Après avoir lancé le maximum de graines et sélectionné mâles et femelles, on commence dès la première génération, le travail de consanguinité (1 mâle/1 femelle).

A la deuxième génération, on mettra toute les lignées créées à germer séparément. Dans le cas de la Zamalmystik, trois lignées ont été travaillées indépendamment et on recommence le travail de consanguinité et cela, jusqu’au moment où la souche est à l’image de ce que l’on recherche. Pour la Zamalmystik, j’ai effectué 5 générations consanguines (F6 dirons-nous). Le travail de consanguinité se termine quand vos critères de sélection sont stables.
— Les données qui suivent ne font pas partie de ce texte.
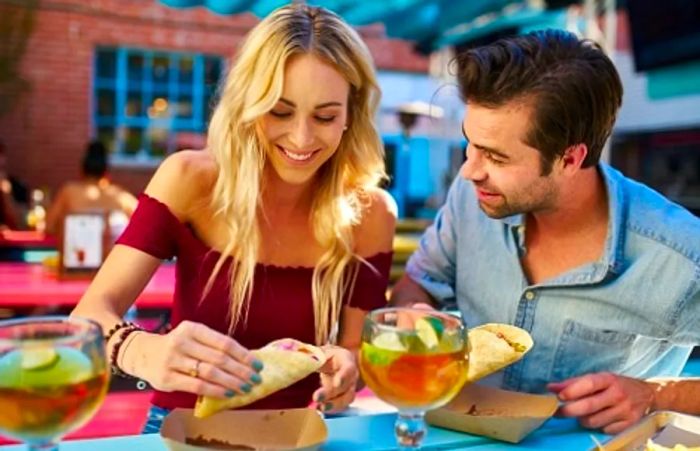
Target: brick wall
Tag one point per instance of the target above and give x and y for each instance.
(47, 130)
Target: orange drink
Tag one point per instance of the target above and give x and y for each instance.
(415, 360)
(53, 377)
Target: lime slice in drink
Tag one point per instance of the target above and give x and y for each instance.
(38, 358)
(389, 341)
(429, 330)
(35, 367)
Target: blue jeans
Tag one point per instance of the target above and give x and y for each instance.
(154, 420)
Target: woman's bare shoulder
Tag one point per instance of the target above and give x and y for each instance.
(375, 232)
(184, 180)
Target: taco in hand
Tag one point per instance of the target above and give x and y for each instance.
(495, 346)
(285, 361)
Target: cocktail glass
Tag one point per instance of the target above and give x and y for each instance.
(53, 377)
(415, 360)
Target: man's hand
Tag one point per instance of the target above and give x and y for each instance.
(604, 400)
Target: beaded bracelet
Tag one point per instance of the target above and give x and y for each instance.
(116, 328)
(121, 338)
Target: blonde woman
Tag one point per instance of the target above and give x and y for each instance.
(278, 227)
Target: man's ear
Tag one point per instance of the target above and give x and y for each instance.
(573, 157)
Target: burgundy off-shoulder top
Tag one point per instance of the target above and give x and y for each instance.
(281, 304)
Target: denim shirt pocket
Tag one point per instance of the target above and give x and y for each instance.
(583, 349)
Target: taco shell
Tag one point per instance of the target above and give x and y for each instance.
(285, 362)
(495, 346)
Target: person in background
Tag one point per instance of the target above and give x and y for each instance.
(537, 232)
(9, 218)
(92, 193)
(278, 226)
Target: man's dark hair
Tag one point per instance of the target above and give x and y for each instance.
(573, 87)
(95, 160)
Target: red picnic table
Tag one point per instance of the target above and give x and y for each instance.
(26, 239)
(32, 285)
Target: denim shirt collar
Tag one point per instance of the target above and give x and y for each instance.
(612, 261)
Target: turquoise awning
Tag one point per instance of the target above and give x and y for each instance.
(430, 23)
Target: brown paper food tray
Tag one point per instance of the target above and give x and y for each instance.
(297, 429)
(664, 428)
(495, 413)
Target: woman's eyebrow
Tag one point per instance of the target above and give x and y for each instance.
(319, 106)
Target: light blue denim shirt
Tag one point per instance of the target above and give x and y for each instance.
(635, 312)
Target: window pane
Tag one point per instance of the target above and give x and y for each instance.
(135, 66)
(106, 63)
(211, 99)
(212, 71)
(186, 67)
(184, 106)
(134, 104)
(159, 142)
(105, 102)
(161, 69)
(133, 140)
(106, 136)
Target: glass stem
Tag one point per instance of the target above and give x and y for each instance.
(410, 429)
(44, 446)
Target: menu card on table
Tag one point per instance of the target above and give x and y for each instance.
(83, 243)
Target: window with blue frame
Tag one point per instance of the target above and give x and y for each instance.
(144, 98)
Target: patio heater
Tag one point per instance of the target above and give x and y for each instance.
(408, 114)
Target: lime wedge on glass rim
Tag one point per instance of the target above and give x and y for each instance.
(389, 341)
(429, 331)
(38, 358)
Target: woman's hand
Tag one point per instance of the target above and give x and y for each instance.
(193, 358)
(338, 380)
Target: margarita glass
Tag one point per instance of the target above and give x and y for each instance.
(415, 360)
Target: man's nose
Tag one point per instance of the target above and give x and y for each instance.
(473, 168)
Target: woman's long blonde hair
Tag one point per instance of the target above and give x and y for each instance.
(253, 86)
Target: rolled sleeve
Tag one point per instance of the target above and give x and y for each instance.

Bien entendu, la ligne ne sera pas stable dans ça globalité mais stable sur les traits que vous avez sélectionnés.
 

Le back cross ou retro croisement

 

Dans le cadre d’un back cross, le but est souvent le même : se rapprocher d’un clone sous forme de graine mais pas forcément à l’identique. On va prendre l’exemple de la Coljam pour cette méthode.
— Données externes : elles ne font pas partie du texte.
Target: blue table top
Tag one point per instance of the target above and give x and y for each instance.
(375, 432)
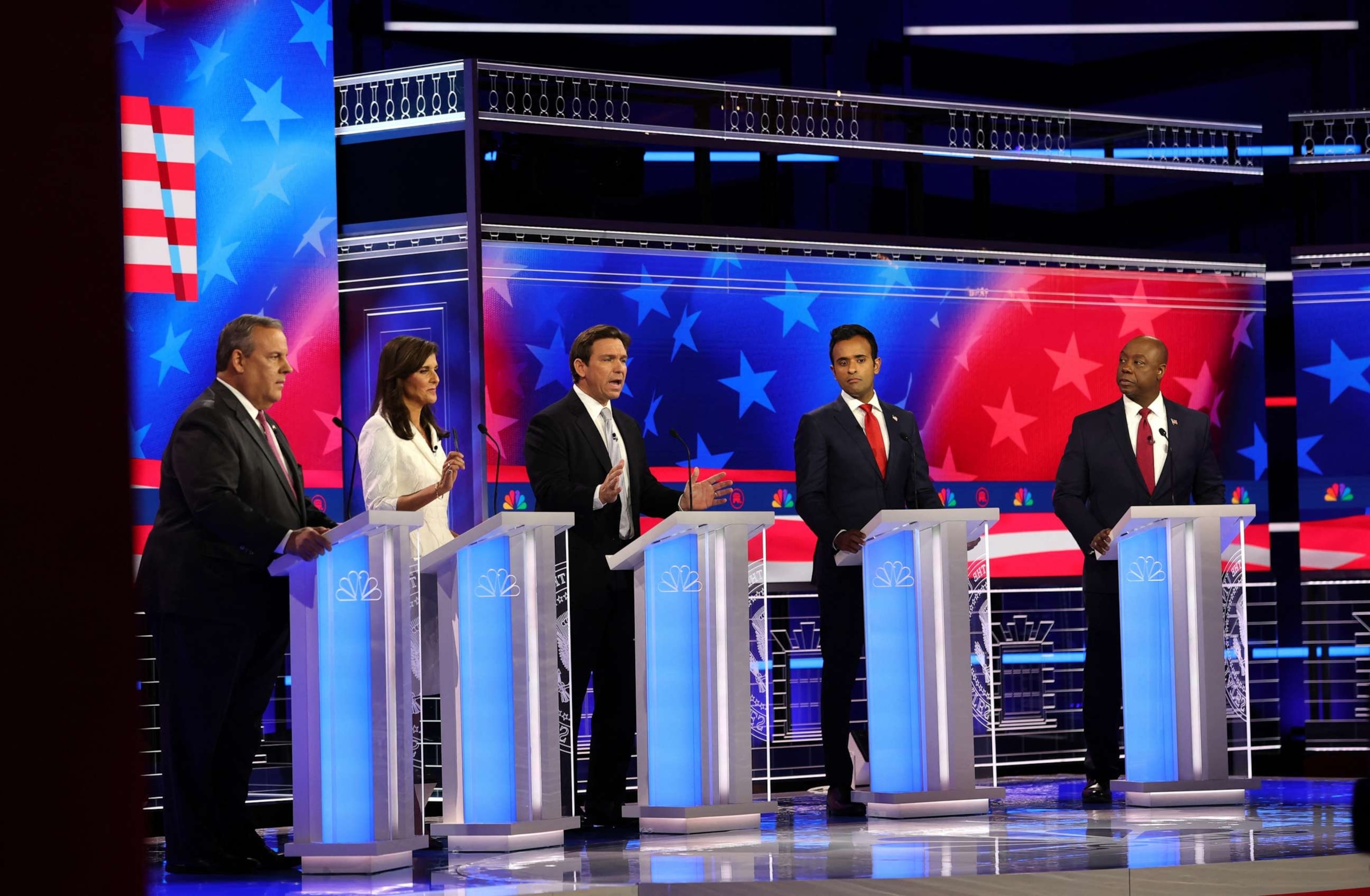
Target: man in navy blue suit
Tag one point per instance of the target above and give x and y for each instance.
(1140, 450)
(853, 459)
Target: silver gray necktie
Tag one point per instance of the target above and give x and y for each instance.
(615, 454)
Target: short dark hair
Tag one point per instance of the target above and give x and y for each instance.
(237, 336)
(847, 332)
(586, 343)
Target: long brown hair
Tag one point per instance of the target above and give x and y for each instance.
(400, 358)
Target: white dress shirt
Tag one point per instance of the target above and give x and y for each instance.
(394, 468)
(1132, 412)
(861, 421)
(252, 412)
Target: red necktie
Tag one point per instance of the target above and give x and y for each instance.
(876, 439)
(1146, 444)
(270, 440)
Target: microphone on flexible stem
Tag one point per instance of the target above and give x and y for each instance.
(689, 466)
(499, 457)
(357, 450)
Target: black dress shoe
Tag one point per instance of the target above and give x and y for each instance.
(1097, 794)
(842, 806)
(217, 865)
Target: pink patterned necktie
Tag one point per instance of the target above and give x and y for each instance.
(276, 450)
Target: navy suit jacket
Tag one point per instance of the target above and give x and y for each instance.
(1099, 479)
(836, 480)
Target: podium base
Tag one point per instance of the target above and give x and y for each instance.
(928, 803)
(1169, 794)
(355, 858)
(698, 820)
(513, 838)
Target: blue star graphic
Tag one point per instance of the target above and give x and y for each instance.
(795, 305)
(648, 297)
(750, 387)
(554, 362)
(269, 107)
(314, 29)
(218, 266)
(170, 354)
(705, 459)
(210, 58)
(718, 260)
(1305, 461)
(135, 28)
(213, 143)
(136, 436)
(683, 336)
(650, 421)
(1342, 373)
(1257, 453)
(272, 186)
(313, 236)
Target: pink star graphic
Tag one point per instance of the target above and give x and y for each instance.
(335, 439)
(1009, 422)
(499, 284)
(1239, 333)
(1138, 314)
(949, 472)
(1201, 388)
(1072, 367)
(496, 424)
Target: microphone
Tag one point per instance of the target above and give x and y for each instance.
(689, 466)
(357, 450)
(499, 458)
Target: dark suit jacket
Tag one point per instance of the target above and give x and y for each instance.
(838, 484)
(224, 509)
(568, 462)
(1099, 477)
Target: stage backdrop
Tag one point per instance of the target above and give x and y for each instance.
(992, 359)
(1332, 355)
(229, 206)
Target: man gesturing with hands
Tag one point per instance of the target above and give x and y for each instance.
(588, 458)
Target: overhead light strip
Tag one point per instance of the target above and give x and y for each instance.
(1151, 28)
(578, 28)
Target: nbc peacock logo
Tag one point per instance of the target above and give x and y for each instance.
(1337, 492)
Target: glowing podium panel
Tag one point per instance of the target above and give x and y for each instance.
(350, 695)
(1175, 698)
(498, 647)
(693, 674)
(918, 664)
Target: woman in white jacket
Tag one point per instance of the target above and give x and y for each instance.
(400, 449)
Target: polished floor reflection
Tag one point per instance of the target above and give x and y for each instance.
(1039, 828)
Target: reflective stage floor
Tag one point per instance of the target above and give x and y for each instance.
(1294, 836)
Pour la Coljam en première génération, issue de deux lignes travaillées consanguinement, beaucoup des individus étaient plus dominants Lambsbread, ce qui peut être bien dans une certaine mesure. Cependant, comme à coté, je vends la Doublejam avec des individus se rapprochant énormément de la Lambsbread aussi, j’ai voulu lui donner une dominance colombienne, sa propre personnalité !
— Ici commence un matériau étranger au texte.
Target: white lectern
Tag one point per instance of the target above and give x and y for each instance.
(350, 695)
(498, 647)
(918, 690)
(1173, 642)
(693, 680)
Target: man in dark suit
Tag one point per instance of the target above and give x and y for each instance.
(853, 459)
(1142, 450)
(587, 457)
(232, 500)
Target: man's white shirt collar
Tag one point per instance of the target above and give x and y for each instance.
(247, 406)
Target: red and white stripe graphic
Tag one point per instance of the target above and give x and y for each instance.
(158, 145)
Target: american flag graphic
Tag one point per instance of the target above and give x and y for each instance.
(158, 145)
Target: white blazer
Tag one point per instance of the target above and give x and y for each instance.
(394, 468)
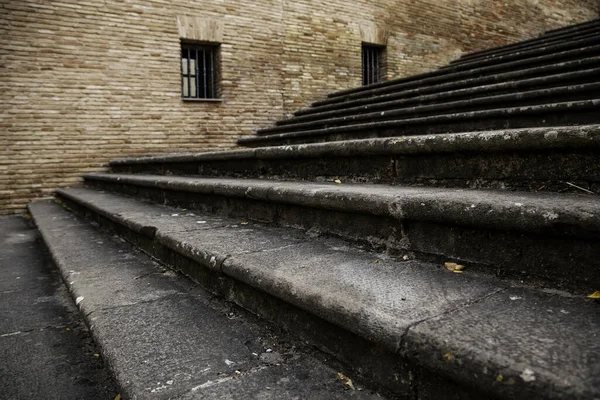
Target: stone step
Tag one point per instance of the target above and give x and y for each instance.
(431, 86)
(528, 52)
(444, 76)
(528, 45)
(571, 28)
(166, 338)
(549, 38)
(420, 325)
(526, 235)
(440, 96)
(555, 114)
(531, 58)
(543, 92)
(547, 159)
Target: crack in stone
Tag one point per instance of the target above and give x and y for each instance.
(402, 340)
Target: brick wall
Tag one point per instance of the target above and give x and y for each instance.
(82, 82)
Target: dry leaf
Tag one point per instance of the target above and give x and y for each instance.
(347, 381)
(454, 267)
(595, 295)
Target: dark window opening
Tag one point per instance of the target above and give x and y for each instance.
(199, 68)
(372, 63)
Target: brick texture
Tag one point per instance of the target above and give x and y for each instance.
(82, 82)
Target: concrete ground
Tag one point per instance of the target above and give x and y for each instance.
(46, 351)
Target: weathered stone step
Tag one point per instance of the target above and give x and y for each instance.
(575, 27)
(412, 311)
(547, 159)
(556, 114)
(528, 45)
(431, 86)
(165, 338)
(525, 53)
(546, 83)
(443, 76)
(541, 235)
(542, 93)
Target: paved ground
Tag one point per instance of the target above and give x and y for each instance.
(46, 351)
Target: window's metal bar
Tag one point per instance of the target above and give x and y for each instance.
(212, 73)
(189, 80)
(377, 73)
(373, 60)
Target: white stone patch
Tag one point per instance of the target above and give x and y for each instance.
(211, 383)
(527, 375)
(551, 215)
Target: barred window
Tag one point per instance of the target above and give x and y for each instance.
(372, 63)
(199, 71)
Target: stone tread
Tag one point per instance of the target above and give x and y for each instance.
(509, 112)
(486, 93)
(576, 137)
(528, 51)
(433, 85)
(523, 211)
(179, 343)
(416, 309)
(537, 42)
(451, 75)
(398, 110)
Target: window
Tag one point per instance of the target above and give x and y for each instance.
(199, 68)
(372, 57)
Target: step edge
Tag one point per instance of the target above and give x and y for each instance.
(482, 141)
(420, 204)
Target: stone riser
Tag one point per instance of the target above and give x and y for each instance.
(578, 52)
(403, 100)
(531, 97)
(540, 41)
(420, 366)
(364, 358)
(432, 88)
(523, 171)
(564, 115)
(566, 260)
(581, 36)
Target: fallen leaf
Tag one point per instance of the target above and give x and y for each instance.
(347, 381)
(454, 267)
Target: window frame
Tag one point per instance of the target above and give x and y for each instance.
(205, 74)
(372, 63)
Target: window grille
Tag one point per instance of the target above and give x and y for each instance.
(198, 71)
(371, 63)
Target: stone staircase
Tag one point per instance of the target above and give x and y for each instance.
(436, 235)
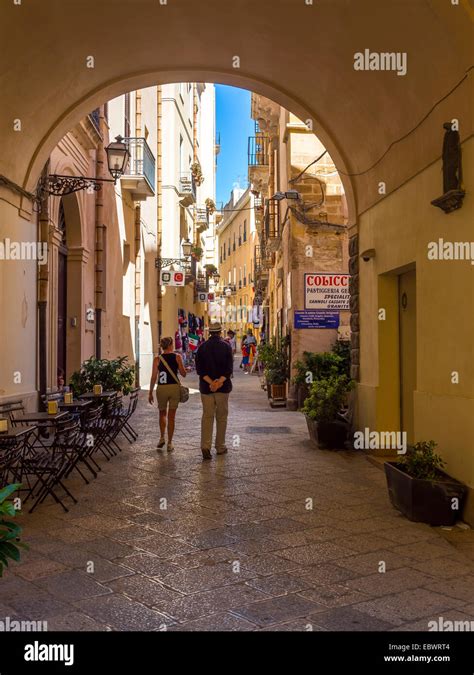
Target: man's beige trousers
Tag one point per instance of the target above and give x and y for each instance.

Déjà, à la base, le croisement de première génération n’avait pas de but précis si ce n’est partager un croisement avec deux souches mythiques. Donc, pour lui donner une dominance colombienne, j’ai effectué une sélection sur les mâles Coljam première génération sur des traits colombiens ainsi qu’un un back cross sur ma femelle colombienne.

Il en résulte une dominance prononcée colombienne tout en gardant une certaine diversité et des expressions jamaïcaines, un bon mix dominant colombien. Dans le cas d’un désir de rapprochement plus marqué sur la femelle, j’aurais pu continuer les backcross jusqu’à environ BX7 pour obtenir non pas une expression parfaite de la femelle, mais quelques chose qui s’approche très fortement. C’est le travail que j’effectue sur la Durbanghani.

En ce qui concerne les souches landrace ou consanguines, trois méthodes principales : la conservation, la préservation et l’amélioration.

Dans la première, la conservation, on utilisera un maximum d’individus à chaque reproduction pour garder un maximum de diversité génétique. Cette méthode est la plus souvent utilisé par les growers des souches landrace dans leurs pays d’origine mais aussi par un nombre important de growers conservant des landraces.

Dans la seconde, la préservation, on utilisera un grand nombre d’individus pour la sélection et on reproduira uniquement avec les meilleurs individus qui caractérisent cette souche. Celle-ci est la plus souvent utilisée par les growers de landrace avec comme premier critère, la monoecie mais aussi en écartant les critères les moins représentatifs de la souche tel que des traits indica dans une souche sativa…

Dans la troisième, l’amélioration, on sélectionnera sur un grand nombre pour ensuite ne choisir qu’un mâle et une femelle par lignée à chaque génération. C’est l’étape qui est souvent faite avant d’utiliser une landrace pour des croisements mais aussi pour avoir une ligne élite d’une souche, ce qui n’empêche pas de créer une ligne parallèle en méthode de préservation.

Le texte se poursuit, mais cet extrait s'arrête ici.